Cassie Wright a décidé de clore sa carrière d’actrice du cinéma X par un gang-bang historique en battant le record avec six-cents partenaires, en une seule nuit. Elle rentrerait alors dans la légende et s’assurerait des revenus confortables. Mais le défi n’est pas sans risques. La probabilité de faire une embolie vaginale est réelle. Des rumeurs circulent sur son compte. Elle aurait eu un enfant, abandonné il y a plus de vingt ans. Celui-ci serait le bénéficiaire d’une substantielle assurance-vie.
Six cents hommes, porteurs d’un numéro inscrit au feutre sur leur biceps, sont donc réunis dans un bâtiment et attendent leur tour d’entrer en scène. Chacun dispose d’une minute pour jouer son rôle. Parmi cette foule, Mr 600 est un acteur porno vieillissant. Il connait Cassie depuis longtemps. C’est lui qui l’aurait amenée au cinéma X et serait le père du mystérieux enfant.
72 est un jeune homme porteur d’un bouquet de roses. Il est persuadé que Cassie est sa mère. Ses fleurs se fanent avec le temps qui passe. 137 tient un ours en peluche porteur de dédicaces affectueuses des plus grandes stars. Il se bourre de Viagra malgré les mises en garde de Sheila, la régisseuse. Également secrétaire et confidente de Cassie, elle organise les passages et s’assure que les acteurs sont prêts pour leur office.
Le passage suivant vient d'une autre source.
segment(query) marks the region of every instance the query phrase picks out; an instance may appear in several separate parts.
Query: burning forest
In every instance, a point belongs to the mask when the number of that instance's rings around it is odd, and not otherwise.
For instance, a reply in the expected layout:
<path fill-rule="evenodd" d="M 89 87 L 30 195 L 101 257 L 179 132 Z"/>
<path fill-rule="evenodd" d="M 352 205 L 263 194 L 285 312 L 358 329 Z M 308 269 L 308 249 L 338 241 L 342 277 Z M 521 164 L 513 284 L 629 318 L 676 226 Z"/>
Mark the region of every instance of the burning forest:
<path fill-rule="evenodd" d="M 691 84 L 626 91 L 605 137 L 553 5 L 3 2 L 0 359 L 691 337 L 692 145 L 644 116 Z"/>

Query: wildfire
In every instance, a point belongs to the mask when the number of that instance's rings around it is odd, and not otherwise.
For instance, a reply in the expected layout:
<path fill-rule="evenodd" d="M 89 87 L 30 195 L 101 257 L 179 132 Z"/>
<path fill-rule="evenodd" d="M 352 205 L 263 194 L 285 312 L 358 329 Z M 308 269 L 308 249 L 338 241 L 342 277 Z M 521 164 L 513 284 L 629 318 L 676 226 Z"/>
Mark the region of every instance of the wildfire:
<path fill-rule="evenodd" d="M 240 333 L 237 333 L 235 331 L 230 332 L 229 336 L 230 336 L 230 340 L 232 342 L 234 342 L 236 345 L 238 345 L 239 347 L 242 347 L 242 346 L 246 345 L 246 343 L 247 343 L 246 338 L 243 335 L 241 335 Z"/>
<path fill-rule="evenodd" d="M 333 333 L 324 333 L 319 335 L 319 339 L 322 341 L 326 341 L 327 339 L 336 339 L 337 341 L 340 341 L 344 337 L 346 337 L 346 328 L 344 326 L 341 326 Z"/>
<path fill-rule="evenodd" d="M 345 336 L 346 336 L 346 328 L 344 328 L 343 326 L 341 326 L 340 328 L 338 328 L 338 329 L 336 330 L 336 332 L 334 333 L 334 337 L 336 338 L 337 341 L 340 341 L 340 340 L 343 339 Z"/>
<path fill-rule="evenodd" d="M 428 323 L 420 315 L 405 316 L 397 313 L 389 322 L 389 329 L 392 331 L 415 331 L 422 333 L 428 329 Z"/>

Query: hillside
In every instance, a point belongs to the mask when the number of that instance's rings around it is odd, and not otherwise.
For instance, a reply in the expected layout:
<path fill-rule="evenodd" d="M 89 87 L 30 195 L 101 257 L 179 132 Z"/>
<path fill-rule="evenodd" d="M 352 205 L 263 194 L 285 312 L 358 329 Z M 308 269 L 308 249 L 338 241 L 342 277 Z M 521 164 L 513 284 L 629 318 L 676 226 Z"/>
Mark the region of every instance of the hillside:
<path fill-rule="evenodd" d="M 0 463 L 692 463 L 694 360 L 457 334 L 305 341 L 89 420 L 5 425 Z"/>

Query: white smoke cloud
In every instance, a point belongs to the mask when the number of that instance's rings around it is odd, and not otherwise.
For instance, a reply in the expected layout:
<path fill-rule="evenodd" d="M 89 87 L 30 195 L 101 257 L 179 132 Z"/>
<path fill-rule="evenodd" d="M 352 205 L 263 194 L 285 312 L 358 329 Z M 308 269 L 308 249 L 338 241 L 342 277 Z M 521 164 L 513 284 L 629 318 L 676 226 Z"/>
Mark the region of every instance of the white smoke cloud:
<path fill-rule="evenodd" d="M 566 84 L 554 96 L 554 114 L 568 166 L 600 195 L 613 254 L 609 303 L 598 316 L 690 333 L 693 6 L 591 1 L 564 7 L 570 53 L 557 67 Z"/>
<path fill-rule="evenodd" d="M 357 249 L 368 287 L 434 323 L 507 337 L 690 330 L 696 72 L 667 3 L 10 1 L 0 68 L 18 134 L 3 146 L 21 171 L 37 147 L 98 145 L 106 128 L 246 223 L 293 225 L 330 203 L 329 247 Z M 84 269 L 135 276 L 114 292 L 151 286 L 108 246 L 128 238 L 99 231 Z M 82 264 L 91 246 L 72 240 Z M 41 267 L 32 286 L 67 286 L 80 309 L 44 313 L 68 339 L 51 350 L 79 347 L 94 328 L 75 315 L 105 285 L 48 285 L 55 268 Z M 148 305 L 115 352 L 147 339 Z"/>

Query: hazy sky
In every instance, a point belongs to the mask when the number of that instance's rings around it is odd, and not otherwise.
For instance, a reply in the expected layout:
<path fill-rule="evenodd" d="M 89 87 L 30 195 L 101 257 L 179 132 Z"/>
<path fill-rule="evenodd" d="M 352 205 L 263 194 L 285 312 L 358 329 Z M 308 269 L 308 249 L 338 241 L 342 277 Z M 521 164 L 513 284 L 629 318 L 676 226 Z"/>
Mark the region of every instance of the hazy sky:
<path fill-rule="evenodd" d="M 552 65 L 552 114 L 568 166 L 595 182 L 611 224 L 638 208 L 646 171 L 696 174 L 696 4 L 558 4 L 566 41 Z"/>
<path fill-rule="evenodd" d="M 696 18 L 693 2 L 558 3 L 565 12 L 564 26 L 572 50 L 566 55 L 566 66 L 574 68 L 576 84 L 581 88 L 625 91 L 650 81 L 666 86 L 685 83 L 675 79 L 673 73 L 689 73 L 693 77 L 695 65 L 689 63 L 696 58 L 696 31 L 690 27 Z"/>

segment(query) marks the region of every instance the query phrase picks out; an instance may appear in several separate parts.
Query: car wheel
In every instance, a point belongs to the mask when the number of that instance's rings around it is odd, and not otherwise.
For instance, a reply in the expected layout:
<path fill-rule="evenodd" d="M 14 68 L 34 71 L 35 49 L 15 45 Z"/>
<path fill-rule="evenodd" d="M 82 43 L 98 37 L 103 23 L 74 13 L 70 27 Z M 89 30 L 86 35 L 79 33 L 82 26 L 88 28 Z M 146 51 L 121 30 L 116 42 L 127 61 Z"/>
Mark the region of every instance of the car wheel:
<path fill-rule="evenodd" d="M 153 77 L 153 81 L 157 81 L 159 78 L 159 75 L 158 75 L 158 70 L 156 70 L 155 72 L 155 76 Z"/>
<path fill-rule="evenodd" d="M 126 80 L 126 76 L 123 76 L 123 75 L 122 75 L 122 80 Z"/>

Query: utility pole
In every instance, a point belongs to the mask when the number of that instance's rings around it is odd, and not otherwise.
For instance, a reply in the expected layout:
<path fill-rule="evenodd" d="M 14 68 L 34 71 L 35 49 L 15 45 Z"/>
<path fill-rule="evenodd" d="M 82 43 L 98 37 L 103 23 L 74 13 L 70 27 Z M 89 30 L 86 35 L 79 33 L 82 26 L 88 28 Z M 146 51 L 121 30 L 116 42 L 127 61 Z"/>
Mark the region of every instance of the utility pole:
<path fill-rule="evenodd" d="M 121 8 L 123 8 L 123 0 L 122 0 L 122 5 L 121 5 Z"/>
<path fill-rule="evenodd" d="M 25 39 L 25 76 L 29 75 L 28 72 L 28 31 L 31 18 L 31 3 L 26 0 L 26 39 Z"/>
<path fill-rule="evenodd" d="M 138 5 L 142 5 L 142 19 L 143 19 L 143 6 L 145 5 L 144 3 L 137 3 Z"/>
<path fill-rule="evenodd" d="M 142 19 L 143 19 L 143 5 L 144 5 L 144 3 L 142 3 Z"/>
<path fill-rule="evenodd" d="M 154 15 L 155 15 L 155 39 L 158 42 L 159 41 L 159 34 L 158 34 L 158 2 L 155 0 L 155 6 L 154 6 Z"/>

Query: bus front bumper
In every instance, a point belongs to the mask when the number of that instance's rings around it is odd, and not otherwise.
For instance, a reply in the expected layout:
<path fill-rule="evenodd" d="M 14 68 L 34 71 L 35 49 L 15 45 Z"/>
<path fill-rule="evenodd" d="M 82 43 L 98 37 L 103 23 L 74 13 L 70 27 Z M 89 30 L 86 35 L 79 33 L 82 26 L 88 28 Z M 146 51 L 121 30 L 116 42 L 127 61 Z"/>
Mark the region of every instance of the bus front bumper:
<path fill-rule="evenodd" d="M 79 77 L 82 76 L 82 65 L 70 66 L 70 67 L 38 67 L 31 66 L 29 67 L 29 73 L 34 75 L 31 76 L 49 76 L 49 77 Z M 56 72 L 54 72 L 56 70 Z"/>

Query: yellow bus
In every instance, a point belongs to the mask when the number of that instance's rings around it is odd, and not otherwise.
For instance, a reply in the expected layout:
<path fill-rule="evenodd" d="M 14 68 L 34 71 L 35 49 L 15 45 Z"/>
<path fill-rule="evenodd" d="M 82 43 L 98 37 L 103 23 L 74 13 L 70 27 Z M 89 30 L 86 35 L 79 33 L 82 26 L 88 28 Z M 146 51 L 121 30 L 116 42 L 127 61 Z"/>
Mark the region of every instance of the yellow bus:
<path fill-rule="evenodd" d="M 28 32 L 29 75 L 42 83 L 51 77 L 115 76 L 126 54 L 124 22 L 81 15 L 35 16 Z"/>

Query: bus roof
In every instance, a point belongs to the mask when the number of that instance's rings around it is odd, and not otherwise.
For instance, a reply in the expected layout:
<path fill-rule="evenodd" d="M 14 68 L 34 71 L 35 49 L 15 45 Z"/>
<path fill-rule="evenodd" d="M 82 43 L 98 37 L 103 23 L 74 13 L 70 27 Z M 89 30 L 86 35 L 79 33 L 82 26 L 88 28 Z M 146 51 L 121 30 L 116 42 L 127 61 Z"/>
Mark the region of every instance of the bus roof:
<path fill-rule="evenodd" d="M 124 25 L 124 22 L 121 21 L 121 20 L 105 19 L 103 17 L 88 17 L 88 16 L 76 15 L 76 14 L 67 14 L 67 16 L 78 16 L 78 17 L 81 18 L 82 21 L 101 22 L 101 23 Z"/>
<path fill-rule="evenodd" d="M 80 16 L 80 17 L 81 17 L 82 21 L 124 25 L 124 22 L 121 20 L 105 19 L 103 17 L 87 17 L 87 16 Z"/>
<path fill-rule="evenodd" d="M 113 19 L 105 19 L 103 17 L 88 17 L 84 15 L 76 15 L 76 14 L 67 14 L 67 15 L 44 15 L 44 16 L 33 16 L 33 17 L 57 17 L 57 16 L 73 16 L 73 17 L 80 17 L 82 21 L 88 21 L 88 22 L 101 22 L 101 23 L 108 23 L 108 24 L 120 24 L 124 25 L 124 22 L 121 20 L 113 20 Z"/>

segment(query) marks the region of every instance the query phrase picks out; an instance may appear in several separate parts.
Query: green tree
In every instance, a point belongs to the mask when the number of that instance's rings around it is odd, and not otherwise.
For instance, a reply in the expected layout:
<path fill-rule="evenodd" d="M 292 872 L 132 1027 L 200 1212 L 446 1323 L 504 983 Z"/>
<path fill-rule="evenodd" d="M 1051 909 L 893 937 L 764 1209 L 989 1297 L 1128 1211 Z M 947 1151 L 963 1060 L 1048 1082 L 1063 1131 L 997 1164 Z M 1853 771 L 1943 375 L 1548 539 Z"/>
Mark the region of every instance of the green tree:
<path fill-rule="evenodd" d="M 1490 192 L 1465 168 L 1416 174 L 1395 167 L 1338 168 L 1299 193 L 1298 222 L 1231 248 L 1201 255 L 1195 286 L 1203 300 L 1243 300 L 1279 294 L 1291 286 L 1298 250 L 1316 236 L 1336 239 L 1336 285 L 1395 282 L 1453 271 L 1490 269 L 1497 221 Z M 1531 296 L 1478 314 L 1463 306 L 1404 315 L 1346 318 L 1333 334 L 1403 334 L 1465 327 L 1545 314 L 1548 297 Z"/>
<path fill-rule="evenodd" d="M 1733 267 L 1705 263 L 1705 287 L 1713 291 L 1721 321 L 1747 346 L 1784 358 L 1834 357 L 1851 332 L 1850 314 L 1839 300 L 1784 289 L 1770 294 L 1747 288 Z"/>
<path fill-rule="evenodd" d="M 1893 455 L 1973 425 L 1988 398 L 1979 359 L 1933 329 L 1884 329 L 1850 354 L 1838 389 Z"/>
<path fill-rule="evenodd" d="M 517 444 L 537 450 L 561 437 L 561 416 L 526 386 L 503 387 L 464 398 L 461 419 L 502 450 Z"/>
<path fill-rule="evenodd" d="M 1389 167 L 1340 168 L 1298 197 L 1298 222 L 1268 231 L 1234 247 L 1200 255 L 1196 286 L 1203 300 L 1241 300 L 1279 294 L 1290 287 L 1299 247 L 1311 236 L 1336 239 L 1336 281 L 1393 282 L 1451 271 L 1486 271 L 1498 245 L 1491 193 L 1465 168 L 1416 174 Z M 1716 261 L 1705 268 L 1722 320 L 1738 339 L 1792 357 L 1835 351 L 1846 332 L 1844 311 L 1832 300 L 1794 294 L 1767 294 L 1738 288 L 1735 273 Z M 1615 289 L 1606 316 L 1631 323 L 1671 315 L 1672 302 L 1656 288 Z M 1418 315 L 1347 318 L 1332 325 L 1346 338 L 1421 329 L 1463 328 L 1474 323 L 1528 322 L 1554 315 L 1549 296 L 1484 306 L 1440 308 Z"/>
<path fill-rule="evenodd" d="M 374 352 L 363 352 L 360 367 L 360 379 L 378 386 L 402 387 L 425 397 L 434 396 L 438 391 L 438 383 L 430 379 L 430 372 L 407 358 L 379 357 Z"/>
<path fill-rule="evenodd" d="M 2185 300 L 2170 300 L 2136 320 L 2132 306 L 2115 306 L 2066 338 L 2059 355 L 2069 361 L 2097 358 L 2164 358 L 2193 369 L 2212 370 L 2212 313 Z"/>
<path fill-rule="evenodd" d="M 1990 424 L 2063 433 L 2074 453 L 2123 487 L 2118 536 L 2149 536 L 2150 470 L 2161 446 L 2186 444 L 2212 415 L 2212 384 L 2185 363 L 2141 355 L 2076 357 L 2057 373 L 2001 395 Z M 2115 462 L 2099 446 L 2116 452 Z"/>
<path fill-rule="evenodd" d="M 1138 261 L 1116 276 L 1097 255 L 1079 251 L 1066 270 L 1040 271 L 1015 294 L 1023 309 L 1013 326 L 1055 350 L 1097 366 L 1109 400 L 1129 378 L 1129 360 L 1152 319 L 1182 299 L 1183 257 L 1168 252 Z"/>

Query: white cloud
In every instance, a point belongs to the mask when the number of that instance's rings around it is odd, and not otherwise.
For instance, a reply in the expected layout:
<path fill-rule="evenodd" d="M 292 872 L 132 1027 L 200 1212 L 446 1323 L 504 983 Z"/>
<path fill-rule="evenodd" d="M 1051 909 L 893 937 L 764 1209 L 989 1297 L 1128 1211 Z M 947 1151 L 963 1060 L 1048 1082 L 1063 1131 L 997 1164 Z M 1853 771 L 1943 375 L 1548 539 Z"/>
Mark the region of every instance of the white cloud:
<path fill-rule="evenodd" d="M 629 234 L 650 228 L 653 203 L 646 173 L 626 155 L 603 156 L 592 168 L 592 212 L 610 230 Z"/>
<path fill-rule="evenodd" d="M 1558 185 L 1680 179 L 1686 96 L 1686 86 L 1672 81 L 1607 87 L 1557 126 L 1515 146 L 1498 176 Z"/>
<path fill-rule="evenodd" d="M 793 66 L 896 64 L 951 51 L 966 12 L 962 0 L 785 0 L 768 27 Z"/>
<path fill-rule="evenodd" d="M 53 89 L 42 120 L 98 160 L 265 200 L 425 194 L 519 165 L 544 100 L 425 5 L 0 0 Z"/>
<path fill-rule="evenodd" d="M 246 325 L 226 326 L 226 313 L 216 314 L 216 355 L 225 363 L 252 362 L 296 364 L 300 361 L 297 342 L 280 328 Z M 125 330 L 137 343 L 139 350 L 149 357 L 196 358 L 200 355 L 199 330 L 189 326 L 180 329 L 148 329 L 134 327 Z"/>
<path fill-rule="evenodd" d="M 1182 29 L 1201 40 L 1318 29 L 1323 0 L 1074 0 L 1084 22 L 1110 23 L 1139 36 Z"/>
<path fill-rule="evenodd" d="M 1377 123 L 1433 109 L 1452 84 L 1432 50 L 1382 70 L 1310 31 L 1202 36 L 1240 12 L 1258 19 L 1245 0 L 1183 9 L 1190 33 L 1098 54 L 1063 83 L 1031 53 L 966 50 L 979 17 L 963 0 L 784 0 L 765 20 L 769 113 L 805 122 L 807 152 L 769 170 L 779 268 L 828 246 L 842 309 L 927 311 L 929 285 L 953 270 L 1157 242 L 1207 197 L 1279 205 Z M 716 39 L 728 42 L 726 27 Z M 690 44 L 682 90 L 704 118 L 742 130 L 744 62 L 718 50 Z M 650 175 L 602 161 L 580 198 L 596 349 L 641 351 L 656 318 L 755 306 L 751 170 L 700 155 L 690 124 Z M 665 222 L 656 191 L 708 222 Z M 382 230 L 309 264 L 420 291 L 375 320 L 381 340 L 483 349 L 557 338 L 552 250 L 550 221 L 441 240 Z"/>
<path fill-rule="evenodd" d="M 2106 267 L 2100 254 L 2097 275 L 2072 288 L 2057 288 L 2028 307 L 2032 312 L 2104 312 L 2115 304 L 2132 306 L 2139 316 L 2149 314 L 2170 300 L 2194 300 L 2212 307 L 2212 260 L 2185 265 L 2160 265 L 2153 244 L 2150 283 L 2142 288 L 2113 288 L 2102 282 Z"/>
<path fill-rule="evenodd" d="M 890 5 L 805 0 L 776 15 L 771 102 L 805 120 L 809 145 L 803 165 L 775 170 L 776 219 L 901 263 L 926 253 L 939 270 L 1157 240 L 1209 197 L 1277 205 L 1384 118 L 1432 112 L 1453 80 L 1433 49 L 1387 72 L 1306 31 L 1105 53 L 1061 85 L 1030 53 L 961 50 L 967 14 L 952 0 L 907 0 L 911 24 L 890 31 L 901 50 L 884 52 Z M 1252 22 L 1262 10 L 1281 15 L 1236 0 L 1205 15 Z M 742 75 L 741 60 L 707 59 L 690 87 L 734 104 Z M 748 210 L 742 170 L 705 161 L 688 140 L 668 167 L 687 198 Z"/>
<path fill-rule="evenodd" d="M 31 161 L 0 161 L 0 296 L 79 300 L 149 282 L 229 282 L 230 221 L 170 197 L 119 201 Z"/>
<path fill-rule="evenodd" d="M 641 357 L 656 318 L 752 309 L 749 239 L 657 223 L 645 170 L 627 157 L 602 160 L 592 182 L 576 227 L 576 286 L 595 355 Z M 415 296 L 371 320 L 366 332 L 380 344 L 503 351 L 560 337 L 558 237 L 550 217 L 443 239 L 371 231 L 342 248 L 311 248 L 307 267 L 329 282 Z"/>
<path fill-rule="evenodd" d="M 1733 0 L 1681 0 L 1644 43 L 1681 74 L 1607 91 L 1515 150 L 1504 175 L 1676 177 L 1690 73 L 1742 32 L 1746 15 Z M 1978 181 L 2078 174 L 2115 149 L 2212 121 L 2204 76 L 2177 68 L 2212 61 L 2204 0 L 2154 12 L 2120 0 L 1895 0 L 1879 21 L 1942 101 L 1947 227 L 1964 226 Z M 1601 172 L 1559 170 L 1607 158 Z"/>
Mais, nombreux sont ceux qui pourraient être gagnant avec le décès de l’actrice. La production d’abord, avec les bénéfices réalisés par la publicité, l’enfant qui touchera une grosse somme et les acteurs qui pourront tirer gloire de ce moment. De plus, sous les numéros se dissimulent des individus animés par des idées de vengeance, des pulsions homicides…
Chuck Palahniuk a acquis une réputation d’auteur sulfureux en abordant de front, sans langue de bois, avec un style inspiré d’auteurs minimalistes, des questions liées à la mort, la sexualité, Dieu, la destruction de soi ou la parentalité. Après les clubs de baston, les adolescents terroristes, les renégats tarés et d’autres univers où les personnages sont soumis à une entité extérieure, il aborde une autre marge de la société américaine, si religieuse, si bien-pensante : le cinéma porno.
Le romancier emprunte son titre au terme “snuff movie”, né dans les années 70 pour désigner les films où des scènes de tortures et de meurtres sont présentées comme réelles. Il aborde ce domaine avec une vision clinicienne. Sans fioriture,s il décrit l’ambiance, l’attente, les principaux intervenants. Il raconte l’envers du décor ou, pour reprendre le titre d’un polar du grand G.-J. Arnaud, l’enfer du décor. Il porte un regard froid, anatomique, gommant toute sensualité, toute ébauche du moindre plaisir. Il décrit les acteurs avec leurs tics, leurs maquillages, les soins qu’ils portent à leur anatomie. Il émaille son histoire avec des remarques sur l’importance du sexe chez l’homme, de ses pulsions, avec quelques images brutales mais salutaires. Mais il pointe aussi la tristesse qui résulte de ces actes codifiés où tout sentiment est exclu, le sort peu enviable des actrices et des acteurs.
Le roman se déroule en un huis clos glauque et sordide à souhait. L’auteur évoque, à travers quelques exemples non dépourvus de pertinence, l’influence du sexe sur la science, sur les orientations et les choix technologiques, sur les réseaux commerciaux, allant jusqu’à écrire : ” S’il y avait une cramouille gratis et en manque au sommet de l’Everest ou sur la lune, ils auraient déjà construit un ascenseur ultrarapide. Y aurait déjà des navettes spatiales toutes les dix minutes.” Il offre un choix de termes très parlants pour désigner les acteurs de porno, faisant preuve d’une inventivité de vocabulaire, qui démontre que le choix de son style est volontaire. En introduisant dans son intrigue nombre d’éléments de suspense inattendus qui renforcent la tension du récit, il brosse des portraits saisissants, avec une approche psychologique remarquable.
Avec Snuff, l’auteur poursuit dans la lignée de ses romans précédents, décrivant un univers avec un souci de vérité, avec une approche d’une grande objectivité, mettant en scène la face peu connue, misérable, d’une industrie pourtant florissante.
serge perraud
Chuck Palahniuk, Snuff (Snuff) traduit de l’américain par Claro, Sonatine Editions, septembre 2012, 224 p. – 16,50 €.
Un grand auteur en effet — de la nuit de l’eros et de sa profanation entre autres.